After a record breaking year in 2017, the market experienced an average of 4,000 new registrations per month and progress is expected to continue in 2018. Considering only 3,500 electric vehicles were registered in the entire year of 2013, the industry has witnessed significant growth over the past few years – with the popularity growth attributed to the developments in the industry that are slowly but surely overcoming the initial setbacks of electric vehicles.
The market isn’t new to facing challenges, with many drivers previously criticising the lack of charging points, limited mileage range and the charging time of electric vehicles. However, the UK is working hard to provide more charging points across the country, whilst manufacturers work to improve battery life and mileage range. Nissan have recently launched their new Nissan Leaf with longer range and a one pedal driving system. The new Leaf is said to be able to travel around 50% further on one single charge than previous models. The Nissan Leaf is already branded as one of the most popular all-electric motors with over 283,000 sold since the model launched in 2010 – only coming behind the Mitsubishi Outlander PHEV. The new updates to the Leaf could push it up to the top spot, now it is able to travel further without needing to be charged.
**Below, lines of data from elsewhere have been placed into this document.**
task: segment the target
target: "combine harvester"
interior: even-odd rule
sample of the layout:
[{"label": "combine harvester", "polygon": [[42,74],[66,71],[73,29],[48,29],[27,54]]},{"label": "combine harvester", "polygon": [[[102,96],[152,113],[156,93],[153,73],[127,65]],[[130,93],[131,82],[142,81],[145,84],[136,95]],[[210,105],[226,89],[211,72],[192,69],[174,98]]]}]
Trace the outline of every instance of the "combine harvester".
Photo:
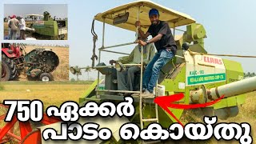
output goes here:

Furthermore, Nissan have introduced a new system that could completely transform the driving process. The one pedal driving system, which at the press of a button turns the accelerator into an e-Pedal, can function to start, accelerate, brake and stop the vehicle. Whilst drivers can still choose to operate their vehicle with a separate accelerator and brake, the system, if used, will also provide added energy efficiency gains.
Here, VW dealership, Vindis explores what other developments the industry is experiencing and what effects they are having on the industry as a whole.
The arrival of new charging points
If demand is to continue, we will need to build a significant level of new charging points to fill demand. By May 2017, there were more than 4,300 charging locations, with 6,700 charging devices and 12,500 connectors – a significant improvement on previous years, but still not enough. And if we are to overcome the ongoing headache that is a full battery charging time of 8 hours, we will need an influx of rapid charging points which can charge up to 80% of an electric battery in just 30 minutes, as opposed to slower charge points. Thanks to a multimillion pound deal with ChargePoint back in May 2017, InstaVolt are installing at least 3,000 rapid charging points across fuel station forecourts across the UK.
According to the National Grid, peak demand for electricity could increase by 50%, if and when the nation switches to electric vehicles, meaning our current infrastructure will not be able to cope with the demand. Instead, we will also need a new infrastructure – which could be needed sooner than we think now that a new pan-European EV charging network has been announced too. IONITY, set up by the BMW Group, Daimler, Ford, and the VW Group with Audi and Porsche, launched the network early November 2017, and plans to work on 20 ultra-rapid charging points has already begun as they target for 400 points across Europe by 2020. 2018 is forecast to see the network expand across more than 100 locations with the intentions of making long distance EV travel easier.
Faster charging batteries are on their way
Electric vehicles still face strong competition from their petrol and diesel counterparts when it comes to refuelling. You can fill a tank of petrol or diesel in a matter of minutes, yet it still takes at least 20 minutes to recharge an electric battery. However, new research, as reported on by the Express, suggests a solution to this problem. Researchers claim they could have developed an ‘instantly rechargeable’ method that recharges an electric battery in the same time as it would take to fill a gas tank – a solution to the biggest headache of electric vehicles. This would revolutionise the EV industry, as battery life and its charge has been the biggest challenge for the industry. The new method is said to use fluid electrolytes to re-energise battery fluids – reducing the need for new infrastructure to support further recharging solutions.
Progress is expected to continue for EV’s as the UK government continues to outline their plans to reach their 2040 target of eliminating petrol and diesel cars. We can expect to continue to see significant developments within the EV to overcome some of their biggest headaches, and make EVs more appealing to drivers. If manufacturers can truly cut down the time it takes to recharge the battery, and develop batteries that can travel further, the industry could be revolutionised and experience an influx of drivers wanting to get their hands on an EV. Watch this space!